Na mijn bezoek aan de vlindertuin, liep ik naar binnen bij een van de souvenirshops van het dorpje. Deze winkel was echt reusachtig, en stond helemaal vol met van alles en nog wat, zelfs meubels en de oxcarts waar Sarchí bekend om staat. Ik dacht van te voren dat op elke hoek van de straat en daar tussenin zulke souvenirshops zouden zijn, maar dit viel een beetje tegen. Eigenlijk was het een heel normaal, klein dorp met verder niet veel te doen of zien. Na de lunch ging ik door voor een ijsje als toetje (het was bloedheet), waar ik in gesprek raakte met de eigenaar. Hij vertelde me dat er verderop nog een souvenirshop zat met daarbij een werkplaats, waar de oxcarts nog steeds worden gemaakt.

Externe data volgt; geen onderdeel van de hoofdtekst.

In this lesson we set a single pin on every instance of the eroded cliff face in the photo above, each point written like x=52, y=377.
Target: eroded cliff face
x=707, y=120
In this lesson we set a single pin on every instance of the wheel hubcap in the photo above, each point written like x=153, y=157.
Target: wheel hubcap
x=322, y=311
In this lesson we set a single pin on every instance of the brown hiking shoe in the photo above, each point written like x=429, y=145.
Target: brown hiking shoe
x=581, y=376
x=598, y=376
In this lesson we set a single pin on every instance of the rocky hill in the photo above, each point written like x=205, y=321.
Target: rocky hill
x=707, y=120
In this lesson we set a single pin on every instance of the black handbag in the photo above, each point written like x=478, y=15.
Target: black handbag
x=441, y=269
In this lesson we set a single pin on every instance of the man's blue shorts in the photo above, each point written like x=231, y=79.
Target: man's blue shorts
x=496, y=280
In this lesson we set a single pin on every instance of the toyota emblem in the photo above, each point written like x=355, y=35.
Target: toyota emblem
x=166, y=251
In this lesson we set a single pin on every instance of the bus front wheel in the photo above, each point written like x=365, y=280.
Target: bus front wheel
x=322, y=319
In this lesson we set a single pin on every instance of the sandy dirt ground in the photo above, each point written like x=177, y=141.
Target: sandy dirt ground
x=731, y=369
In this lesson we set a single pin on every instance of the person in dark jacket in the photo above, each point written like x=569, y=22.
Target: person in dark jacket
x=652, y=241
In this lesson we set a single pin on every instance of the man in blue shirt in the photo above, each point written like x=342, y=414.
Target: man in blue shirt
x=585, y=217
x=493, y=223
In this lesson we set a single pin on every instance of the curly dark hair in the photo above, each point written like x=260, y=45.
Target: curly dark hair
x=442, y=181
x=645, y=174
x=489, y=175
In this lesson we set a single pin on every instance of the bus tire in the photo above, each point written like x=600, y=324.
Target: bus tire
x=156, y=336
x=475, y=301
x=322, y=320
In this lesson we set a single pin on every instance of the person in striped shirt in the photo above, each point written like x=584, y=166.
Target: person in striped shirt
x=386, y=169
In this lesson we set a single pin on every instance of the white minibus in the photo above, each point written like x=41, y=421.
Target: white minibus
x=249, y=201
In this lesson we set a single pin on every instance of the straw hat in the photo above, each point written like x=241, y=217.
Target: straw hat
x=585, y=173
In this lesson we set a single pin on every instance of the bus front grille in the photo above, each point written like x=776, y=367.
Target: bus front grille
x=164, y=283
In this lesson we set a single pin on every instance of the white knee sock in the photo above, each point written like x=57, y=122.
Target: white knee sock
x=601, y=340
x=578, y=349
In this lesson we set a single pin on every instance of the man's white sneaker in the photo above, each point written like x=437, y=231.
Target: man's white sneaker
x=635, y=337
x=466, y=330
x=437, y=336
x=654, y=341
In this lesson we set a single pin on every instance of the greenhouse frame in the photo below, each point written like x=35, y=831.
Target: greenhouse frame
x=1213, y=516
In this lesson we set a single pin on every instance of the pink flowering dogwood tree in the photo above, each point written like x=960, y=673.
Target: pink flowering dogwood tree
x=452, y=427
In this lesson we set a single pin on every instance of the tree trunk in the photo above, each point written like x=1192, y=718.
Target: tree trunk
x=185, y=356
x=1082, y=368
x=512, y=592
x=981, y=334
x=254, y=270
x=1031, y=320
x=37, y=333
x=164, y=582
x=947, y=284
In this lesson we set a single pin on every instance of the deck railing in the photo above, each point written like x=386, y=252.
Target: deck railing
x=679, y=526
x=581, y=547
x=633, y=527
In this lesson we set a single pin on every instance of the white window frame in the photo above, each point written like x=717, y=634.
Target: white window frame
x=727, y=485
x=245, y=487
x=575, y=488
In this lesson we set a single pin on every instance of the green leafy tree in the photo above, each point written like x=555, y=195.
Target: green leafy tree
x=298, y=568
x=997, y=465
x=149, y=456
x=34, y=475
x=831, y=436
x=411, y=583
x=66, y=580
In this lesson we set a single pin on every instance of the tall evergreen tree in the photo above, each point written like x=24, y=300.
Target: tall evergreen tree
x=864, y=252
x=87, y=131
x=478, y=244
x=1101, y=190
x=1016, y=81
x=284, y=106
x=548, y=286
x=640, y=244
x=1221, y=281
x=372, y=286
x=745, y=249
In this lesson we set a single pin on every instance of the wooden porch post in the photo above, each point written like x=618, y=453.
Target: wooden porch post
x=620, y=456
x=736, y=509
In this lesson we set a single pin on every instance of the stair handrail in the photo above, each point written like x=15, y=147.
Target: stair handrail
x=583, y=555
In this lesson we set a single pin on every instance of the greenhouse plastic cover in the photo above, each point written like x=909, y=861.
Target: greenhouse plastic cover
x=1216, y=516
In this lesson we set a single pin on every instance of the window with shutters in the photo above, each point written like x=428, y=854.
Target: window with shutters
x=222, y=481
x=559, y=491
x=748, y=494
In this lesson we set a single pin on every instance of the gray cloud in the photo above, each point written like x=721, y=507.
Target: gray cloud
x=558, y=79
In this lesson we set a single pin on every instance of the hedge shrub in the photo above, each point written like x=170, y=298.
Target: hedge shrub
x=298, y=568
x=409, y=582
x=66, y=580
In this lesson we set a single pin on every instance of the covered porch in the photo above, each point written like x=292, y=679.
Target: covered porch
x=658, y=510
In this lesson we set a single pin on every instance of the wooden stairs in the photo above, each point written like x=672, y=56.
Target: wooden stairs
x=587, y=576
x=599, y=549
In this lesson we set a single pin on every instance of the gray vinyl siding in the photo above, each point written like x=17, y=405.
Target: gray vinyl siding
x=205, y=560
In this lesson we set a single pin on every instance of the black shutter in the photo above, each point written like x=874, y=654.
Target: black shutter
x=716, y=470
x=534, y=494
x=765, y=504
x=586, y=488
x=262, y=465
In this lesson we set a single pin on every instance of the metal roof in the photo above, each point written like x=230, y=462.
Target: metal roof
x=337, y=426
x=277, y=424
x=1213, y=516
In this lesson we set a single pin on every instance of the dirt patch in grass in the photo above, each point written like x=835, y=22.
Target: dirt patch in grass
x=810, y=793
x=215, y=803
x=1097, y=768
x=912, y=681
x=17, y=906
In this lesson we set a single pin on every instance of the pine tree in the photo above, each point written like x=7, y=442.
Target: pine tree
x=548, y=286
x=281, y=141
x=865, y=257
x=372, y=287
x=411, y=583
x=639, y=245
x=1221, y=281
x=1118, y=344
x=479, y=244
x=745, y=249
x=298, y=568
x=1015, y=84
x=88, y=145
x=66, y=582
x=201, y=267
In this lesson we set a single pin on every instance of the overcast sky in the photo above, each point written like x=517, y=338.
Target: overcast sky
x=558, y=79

Aangekomen bij de andere winkel werd ik weer overweldigd door alle verschillende soorten souvenirs. Ik heb hier zelfs een kleine kerstbal met daarop "Pura Vida" gekocht! Achter de shop was een binnenplaats met achterin de werkplaats. Hier werd ik direct aangesproken door een van de werknemers, wat maar weer bevestigd hoe aardig en geïnteresseerd de Tico's zijn. Met deze man, Johan, heb ik een hele tijd gepraat over Costa Rica en over Nederland. Hij heeft namelijk een vriend in Nederland wonen en kende zelfs een paar woorden in het Nederlands. Na een tijd gepraat te hebben, mocht ik ook een bloemetje schilderen op het stuk hout waarop hij aan het werk is. Ooit komt er dus een oxcart in die shop te staan met mijn bijdrage, hoe leuk! Uiteindelijk gaf hij mij zijn e-mailadres, en dus kreeg ik een paar dagen later een mailtje dat begon met "Hoi Manon, hoe gaat het met je?" (in het Nederlands dus). Ik ben nog steeds verbaasd dat je zo gemakkelijk mensen leert kennen als je alleen op reis bent, en al helemaal als je de taal (redelijk) spreekt. Uiteindelijk maakte deze ontmoeting met Johan mijn tripje naar Sarchí helemaal goed.